SUZANNE DAVIS GETS A LIFE

by Paula Marantz Cohen

Pub Date: May 13th, 2014
ISBN: 978-1-58988-095-5
Publisher: Paul Dry Books

If Jane Austen’s heroines can find true love within the confines of their small English villages, why can’t a single New Yorker locate Mr. Right among the residents of her large Upper West Side apartment building?

Suzanne Davis is 34 years old and a technical writer with a boring, albeit undemanding, job and “an apartment the size of a shoebox on West 76th Street in New York City.” Fed up with online dating, she decides to think small and look for “a soul mate in my own backyard.” She pursues this goal like an anthropologist, staking out a spot on the building’s playground to observe the moms and children at play, which leads to an invitation to a book discussion where she is introduced to some potential suitors.

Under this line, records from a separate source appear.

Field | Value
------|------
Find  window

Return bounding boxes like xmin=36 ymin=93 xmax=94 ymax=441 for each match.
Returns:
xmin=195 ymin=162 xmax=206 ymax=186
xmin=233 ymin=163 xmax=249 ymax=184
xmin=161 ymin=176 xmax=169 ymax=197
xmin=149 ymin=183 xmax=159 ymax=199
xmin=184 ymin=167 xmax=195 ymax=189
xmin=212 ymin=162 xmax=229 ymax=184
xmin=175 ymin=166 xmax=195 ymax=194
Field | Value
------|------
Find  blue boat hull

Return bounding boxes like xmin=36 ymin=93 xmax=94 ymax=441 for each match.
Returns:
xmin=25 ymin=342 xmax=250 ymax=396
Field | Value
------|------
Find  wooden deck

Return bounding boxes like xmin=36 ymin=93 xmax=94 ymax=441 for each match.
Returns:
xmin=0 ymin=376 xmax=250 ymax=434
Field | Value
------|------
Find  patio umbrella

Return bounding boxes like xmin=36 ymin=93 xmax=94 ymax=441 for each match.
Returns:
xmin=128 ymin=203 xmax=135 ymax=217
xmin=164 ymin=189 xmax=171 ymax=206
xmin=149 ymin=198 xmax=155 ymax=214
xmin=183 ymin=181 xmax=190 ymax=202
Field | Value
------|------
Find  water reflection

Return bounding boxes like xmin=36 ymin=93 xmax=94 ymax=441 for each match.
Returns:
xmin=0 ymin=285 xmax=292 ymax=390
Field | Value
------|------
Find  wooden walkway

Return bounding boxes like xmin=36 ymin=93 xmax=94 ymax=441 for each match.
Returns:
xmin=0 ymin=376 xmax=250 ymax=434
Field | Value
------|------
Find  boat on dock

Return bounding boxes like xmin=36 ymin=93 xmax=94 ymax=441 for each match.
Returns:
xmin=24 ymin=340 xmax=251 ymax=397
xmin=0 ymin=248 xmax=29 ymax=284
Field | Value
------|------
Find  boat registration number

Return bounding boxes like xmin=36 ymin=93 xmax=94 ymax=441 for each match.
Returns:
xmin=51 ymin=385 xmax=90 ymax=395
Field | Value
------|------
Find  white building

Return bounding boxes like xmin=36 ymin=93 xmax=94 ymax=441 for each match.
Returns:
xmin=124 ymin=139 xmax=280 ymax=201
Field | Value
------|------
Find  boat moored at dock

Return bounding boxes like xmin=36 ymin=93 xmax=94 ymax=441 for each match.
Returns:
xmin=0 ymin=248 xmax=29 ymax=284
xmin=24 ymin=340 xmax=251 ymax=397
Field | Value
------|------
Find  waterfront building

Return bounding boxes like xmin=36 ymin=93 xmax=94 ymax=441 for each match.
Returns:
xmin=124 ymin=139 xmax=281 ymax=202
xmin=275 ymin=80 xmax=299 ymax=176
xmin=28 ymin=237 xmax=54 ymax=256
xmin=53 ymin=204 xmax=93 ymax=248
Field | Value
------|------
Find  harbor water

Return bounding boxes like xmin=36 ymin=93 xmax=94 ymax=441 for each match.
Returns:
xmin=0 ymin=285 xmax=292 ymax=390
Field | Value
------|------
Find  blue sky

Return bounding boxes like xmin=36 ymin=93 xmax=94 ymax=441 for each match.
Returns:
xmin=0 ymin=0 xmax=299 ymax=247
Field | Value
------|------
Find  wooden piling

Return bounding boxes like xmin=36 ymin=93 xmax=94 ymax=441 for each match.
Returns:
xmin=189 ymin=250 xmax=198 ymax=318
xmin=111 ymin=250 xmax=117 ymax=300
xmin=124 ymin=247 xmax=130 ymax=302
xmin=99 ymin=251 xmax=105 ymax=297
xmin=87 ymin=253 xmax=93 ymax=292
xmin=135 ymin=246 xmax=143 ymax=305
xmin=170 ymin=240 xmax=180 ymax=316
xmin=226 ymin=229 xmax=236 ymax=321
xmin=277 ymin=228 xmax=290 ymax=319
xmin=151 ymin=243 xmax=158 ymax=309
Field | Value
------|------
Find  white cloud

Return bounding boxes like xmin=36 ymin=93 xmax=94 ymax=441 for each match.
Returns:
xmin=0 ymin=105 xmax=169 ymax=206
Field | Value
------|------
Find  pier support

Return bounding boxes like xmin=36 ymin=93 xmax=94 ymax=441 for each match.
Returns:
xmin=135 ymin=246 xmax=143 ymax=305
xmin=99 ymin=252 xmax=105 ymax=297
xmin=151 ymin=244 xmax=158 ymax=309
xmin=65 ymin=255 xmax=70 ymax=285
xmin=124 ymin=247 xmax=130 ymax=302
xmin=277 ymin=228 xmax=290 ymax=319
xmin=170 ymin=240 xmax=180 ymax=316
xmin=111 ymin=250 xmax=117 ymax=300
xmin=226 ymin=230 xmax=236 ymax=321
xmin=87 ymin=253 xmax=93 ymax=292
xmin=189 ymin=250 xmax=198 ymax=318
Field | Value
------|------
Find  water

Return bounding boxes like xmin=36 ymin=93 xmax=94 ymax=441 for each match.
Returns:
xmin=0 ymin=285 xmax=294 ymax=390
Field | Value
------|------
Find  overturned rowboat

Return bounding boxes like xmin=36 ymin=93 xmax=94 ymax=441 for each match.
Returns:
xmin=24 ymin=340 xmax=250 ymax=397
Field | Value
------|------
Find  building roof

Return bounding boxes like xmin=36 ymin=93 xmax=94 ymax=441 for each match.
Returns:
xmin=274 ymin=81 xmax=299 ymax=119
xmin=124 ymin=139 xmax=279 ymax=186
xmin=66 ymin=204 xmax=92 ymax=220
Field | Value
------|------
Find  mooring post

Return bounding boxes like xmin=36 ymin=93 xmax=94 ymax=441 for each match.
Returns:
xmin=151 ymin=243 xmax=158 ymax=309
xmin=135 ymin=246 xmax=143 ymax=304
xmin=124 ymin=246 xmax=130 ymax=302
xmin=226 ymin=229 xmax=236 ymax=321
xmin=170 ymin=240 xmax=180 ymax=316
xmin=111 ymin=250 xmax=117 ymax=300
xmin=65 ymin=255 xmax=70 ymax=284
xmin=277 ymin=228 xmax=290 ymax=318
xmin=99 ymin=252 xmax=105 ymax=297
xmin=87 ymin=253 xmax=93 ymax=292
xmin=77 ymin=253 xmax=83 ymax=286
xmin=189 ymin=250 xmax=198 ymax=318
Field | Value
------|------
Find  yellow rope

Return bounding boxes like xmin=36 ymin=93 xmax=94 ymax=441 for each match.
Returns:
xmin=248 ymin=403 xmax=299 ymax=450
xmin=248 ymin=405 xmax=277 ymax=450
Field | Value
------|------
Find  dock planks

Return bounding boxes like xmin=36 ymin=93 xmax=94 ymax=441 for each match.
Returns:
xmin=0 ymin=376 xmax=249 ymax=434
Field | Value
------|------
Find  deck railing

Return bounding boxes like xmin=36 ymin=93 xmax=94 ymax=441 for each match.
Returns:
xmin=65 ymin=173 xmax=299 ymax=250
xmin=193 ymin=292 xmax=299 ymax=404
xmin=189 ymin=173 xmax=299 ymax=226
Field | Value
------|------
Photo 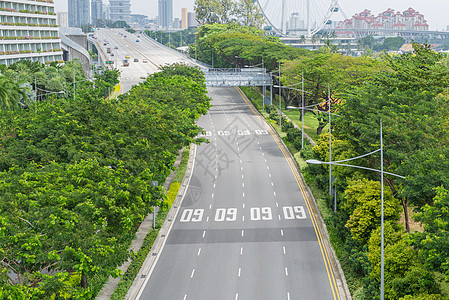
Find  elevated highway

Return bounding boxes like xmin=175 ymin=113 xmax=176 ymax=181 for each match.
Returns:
xmin=93 ymin=29 xmax=350 ymax=300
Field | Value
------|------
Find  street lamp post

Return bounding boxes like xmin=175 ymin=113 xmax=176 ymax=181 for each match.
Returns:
xmin=306 ymin=120 xmax=405 ymax=300
xmin=151 ymin=180 xmax=159 ymax=229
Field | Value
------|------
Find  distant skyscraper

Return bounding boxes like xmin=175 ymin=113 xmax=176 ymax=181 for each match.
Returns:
xmin=158 ymin=0 xmax=173 ymax=29
xmin=91 ymin=0 xmax=104 ymax=25
xmin=181 ymin=8 xmax=189 ymax=29
xmin=109 ymin=0 xmax=131 ymax=23
xmin=69 ymin=0 xmax=90 ymax=27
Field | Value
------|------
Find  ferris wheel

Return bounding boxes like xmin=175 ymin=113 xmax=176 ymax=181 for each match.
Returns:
xmin=257 ymin=0 xmax=339 ymax=37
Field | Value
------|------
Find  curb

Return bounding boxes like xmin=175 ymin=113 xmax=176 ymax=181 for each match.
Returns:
xmin=235 ymin=87 xmax=352 ymax=300
xmin=125 ymin=144 xmax=197 ymax=300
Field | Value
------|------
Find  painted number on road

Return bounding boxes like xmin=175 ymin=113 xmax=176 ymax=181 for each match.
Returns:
xmin=282 ymin=206 xmax=306 ymax=220
xmin=179 ymin=208 xmax=204 ymax=222
xmin=237 ymin=130 xmax=251 ymax=135
xmin=214 ymin=208 xmax=237 ymax=222
xmin=250 ymin=207 xmax=273 ymax=221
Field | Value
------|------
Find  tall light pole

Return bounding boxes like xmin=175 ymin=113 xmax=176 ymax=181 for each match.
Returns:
xmin=306 ymin=120 xmax=405 ymax=300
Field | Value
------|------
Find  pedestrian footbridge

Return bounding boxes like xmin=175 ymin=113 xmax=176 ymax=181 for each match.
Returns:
xmin=203 ymin=68 xmax=273 ymax=87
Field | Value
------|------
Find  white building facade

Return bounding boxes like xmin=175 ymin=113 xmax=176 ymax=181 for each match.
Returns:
xmin=0 ymin=0 xmax=63 ymax=65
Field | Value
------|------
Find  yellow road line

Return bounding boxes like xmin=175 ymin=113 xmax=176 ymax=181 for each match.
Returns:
xmin=235 ymin=87 xmax=340 ymax=299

Suzanne is a hilarious, self-deprecating, rather unreliable narrator who, like the best Austen heroines, is the last to reach the obvious conclusions about her own love life. After a disastrous affair with one building resident and an almost unbearably meet-cute episode with another, a bout of cancer is just the impetus she needs to reassess her life and her priorities and even mend fences with her difficult and fault-finding mother. This use of cancer as a plot device comes off as a little glib and predictable, though the reader senses Cohen (Jane Austen in Scarsdale, 2006, etc.) is mocking the cliché even as she makes use of it. This Austen-inspired novel is highly self-referential; not only does Suzanne openly acknowledge the Austen connection throughout, one character even makes direct reference to one of Cohen’s earlier novels during a book discussion about Pride and Prejudice. While Cohen keeps her tongue planted firmly in cheek, she sometimes seems to fall back on tropes and lazy shorthand from a slightly earlier era. (Do single Manhattanites still consume Lean Cuisines nightly? Is a “split-level in New Jersey” still shorthand for suburban drudgery?)

Cohen is no Jane Austen, but her latest update on the Marriage Plot is a light romantic comedy featuring witty commentary on contemporary life, enriched by a funny, flawed and likable heroine.